The PDQ 32 is one slick boat! Aside from sailing nicely, it has an exceptional internal layout. It has a center cockpit arrangement without many of the deficiencies often associated with center cockpit layouts. The cockpit is spacious, protected by a permanent hard top and provides good visibility.


Decks have reasonable access. The forward bulkhead having vertical windows allows for both an interesting forward seat and good headroom in the cabin. This arrangement also eliminates one catamaran bugaboo, the greenhouse effect from heavily slanted windows.
There are two good-sized sail lockers forward with anchor lockers in both forepeaks. There is a cross beam with gull-striker, trampoline, and a three-wire masthead rig allowing a full batten main with large roach.
In the cockpit are the twin 9.9 four-stroke outboards. They raise and lower from cleverly designed compartments under the seats. This is a convenient arrangement, which keeps the engines outside any accommodation area and makes utilizing gasoline as safe as in your car. The batteries fit in those same compartments, making the switches easy to access and the wiring short and to the point.
The interior layout is most ingenious. Starting at the stern, there are large lazarette lockers, and the steering system is accessible by removing the lazarette floorboards. Between the two cabins‹forming a walkway into the cockpit‹is a central locker containing the fuel tank, bilge pump, and pump switch-over valve. The two mirror image aft staterooms have ventilation from three sides and a deck hatch. Each stateroom has a queen-sized bed and its own hanging locker.
The saloon has a squared horseshoe-shaped bench seat with central table, which can be converted to a bunk if required. Its area comfortably seats six people on the three sides facing the bench and could seat two more on the fourth side using folding chairs.
With the galley on port side and the head on starboard, there is never a user conflict. The head is large, and the boat has a built-in holding tank outside the accommodation area.


The galley is a real delight. It is hard to conceptualize that this galley‹with about 12 feet of counter space, an eye-level front- opening fridge and lots of locker space‹is on a 32-foot boat. You definitely can fit more than one person to work in this galley.

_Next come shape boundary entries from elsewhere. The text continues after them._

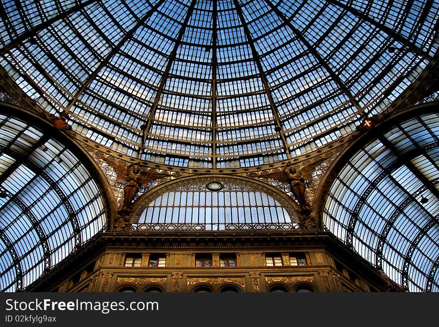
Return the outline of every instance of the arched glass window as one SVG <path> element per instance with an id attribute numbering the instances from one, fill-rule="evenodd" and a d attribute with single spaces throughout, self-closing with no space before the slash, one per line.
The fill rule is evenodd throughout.
<path id="1" fill-rule="evenodd" d="M 0 114 L 0 290 L 23 289 L 106 221 L 80 159 L 50 131 Z"/>
<path id="2" fill-rule="evenodd" d="M 326 228 L 410 291 L 439 291 L 439 114 L 380 133 L 329 193 Z"/>
<path id="3" fill-rule="evenodd" d="M 295 229 L 295 212 L 280 195 L 247 181 L 200 178 L 148 196 L 136 210 L 137 229 Z"/>

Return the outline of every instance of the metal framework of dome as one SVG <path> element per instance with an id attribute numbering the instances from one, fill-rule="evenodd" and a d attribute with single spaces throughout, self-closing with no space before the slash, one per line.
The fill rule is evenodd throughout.
<path id="1" fill-rule="evenodd" d="M 0 65 L 120 153 L 255 166 L 385 110 L 437 50 L 438 3 L 425 2 L 4 1 Z"/>

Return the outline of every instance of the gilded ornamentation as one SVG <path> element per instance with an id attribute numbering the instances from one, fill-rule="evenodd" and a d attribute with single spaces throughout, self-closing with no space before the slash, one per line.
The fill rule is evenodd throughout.
<path id="1" fill-rule="evenodd" d="M 142 255 L 142 262 L 141 263 L 140 265 L 142 267 L 148 266 L 148 262 L 149 261 L 149 254 L 148 253 L 143 254 Z"/>
<path id="2" fill-rule="evenodd" d="M 228 177 L 221 177 L 216 179 L 219 182 L 224 184 L 224 190 L 226 191 L 254 191 L 257 190 L 262 192 L 267 193 L 267 189 L 259 184 L 235 178 Z M 138 224 L 139 219 L 142 213 L 149 206 L 150 204 L 155 201 L 159 197 L 169 192 L 176 192 L 178 191 L 196 191 L 204 190 L 206 189 L 206 184 L 212 182 L 211 177 L 198 177 L 194 179 L 187 179 L 183 181 L 177 182 L 172 185 L 162 188 L 158 190 L 148 197 L 145 198 L 141 203 L 134 209 L 131 215 L 131 223 Z M 276 224 L 273 226 L 268 226 L 268 224 L 228 224 L 229 228 L 226 229 L 273 229 L 273 227 L 277 229 L 282 228 L 288 230 L 295 229 L 295 225 L 298 222 L 297 218 L 297 213 L 294 208 L 286 199 L 276 193 L 270 192 L 269 193 L 273 199 L 278 202 L 281 206 L 288 213 L 292 223 L 285 223 L 285 227 L 282 228 L 279 224 Z M 184 226 L 182 226 L 184 225 Z M 205 226 L 203 224 L 139 224 L 137 225 L 138 229 L 142 230 L 205 230 Z"/>
<path id="3" fill-rule="evenodd" d="M 323 289 L 325 292 L 330 292 L 331 286 L 329 285 L 329 273 L 327 271 L 319 271 L 318 272 L 320 279 L 322 280 L 322 284 L 323 285 Z"/>
<path id="4" fill-rule="evenodd" d="M 96 273 L 93 275 L 93 277 L 91 279 L 91 283 L 90 283 L 90 291 L 91 292 L 94 292 L 96 290 L 96 284 L 97 282 L 99 276 L 99 274 L 98 273 Z"/>
<path id="5" fill-rule="evenodd" d="M 305 160 L 301 168 L 287 161 L 281 170 L 266 173 L 260 177 L 277 180 L 282 185 L 288 185 L 295 200 L 298 212 L 302 214 L 309 214 L 310 205 L 305 199 L 305 191 L 309 182 L 313 180 L 312 173 L 314 169 L 324 160 L 320 158 L 313 162 Z"/>
<path id="6" fill-rule="evenodd" d="M 125 167 L 110 158 L 104 157 L 103 159 L 114 169 L 117 174 L 116 181 L 125 183 L 123 204 L 118 208 L 118 213 L 121 216 L 132 212 L 132 202 L 139 187 L 147 185 L 151 181 L 169 175 L 168 172 L 166 174 L 158 173 L 151 169 L 147 170 L 146 167 L 135 163 Z"/>
<path id="7" fill-rule="evenodd" d="M 244 277 L 190 277 L 188 278 L 188 286 L 200 283 L 207 283 L 213 285 L 219 285 L 225 283 L 232 283 L 245 288 L 245 279 Z"/>
<path id="8" fill-rule="evenodd" d="M 314 283 L 314 276 L 279 276 L 276 277 L 266 277 L 265 283 L 269 285 L 275 282 L 280 282 L 292 285 L 298 282 L 309 282 Z"/>
<path id="9" fill-rule="evenodd" d="M 151 283 L 166 285 L 166 277 L 118 277 L 116 281 L 117 285 L 124 283 L 131 283 L 141 286 Z"/>
<path id="10" fill-rule="evenodd" d="M 97 263 L 97 264 L 96 265 L 96 268 L 100 268 L 101 266 L 102 265 L 103 259 L 103 257 L 102 257 L 101 256 L 98 259 L 98 263 Z"/>
<path id="11" fill-rule="evenodd" d="M 172 291 L 180 292 L 180 284 L 183 276 L 182 271 L 177 271 L 171 274 L 172 276 Z"/>
<path id="12" fill-rule="evenodd" d="M 256 264 L 256 253 L 250 253 L 250 264 Z"/>
<path id="13" fill-rule="evenodd" d="M 335 287 L 337 288 L 337 291 L 341 292 L 341 284 L 340 281 L 341 276 L 334 271 L 332 272 L 332 276 L 334 277 L 334 281 L 335 282 Z"/>
<path id="14" fill-rule="evenodd" d="M 290 257 L 288 254 L 282 255 L 282 264 L 284 266 L 290 265 Z"/>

Under the boat you find very little in the way of impediments to water flow, just some minor splashing from the motor mounts. This boat has the highest bridgedeck clearance of all the boats in its size range. It has rather buoyant hulls, and there is little or no slamming. The boat has fixed, low aspect-ratio keels and spade rudders.
As expected, motoring and maneuvering is a delight. Twin screws do it every time. With the engines just about on the center of rotation, we experienced no cavitation or ventilation, normal problems with outboards mounted far aft or directly on the transom.
The PDQ sailed up to expectations for a 32-foot cruising catamaran. Do not expect double digit speeds in most conditions. It simply is too short and too heavy to do it. You cannot compare cruising boats to racing boats for performance. Having said that, I can say that these boats have an advantage over other types of cruising boats with similar waterline lengths when the wind picks up. Double digit speeds are routine in high wind conditions.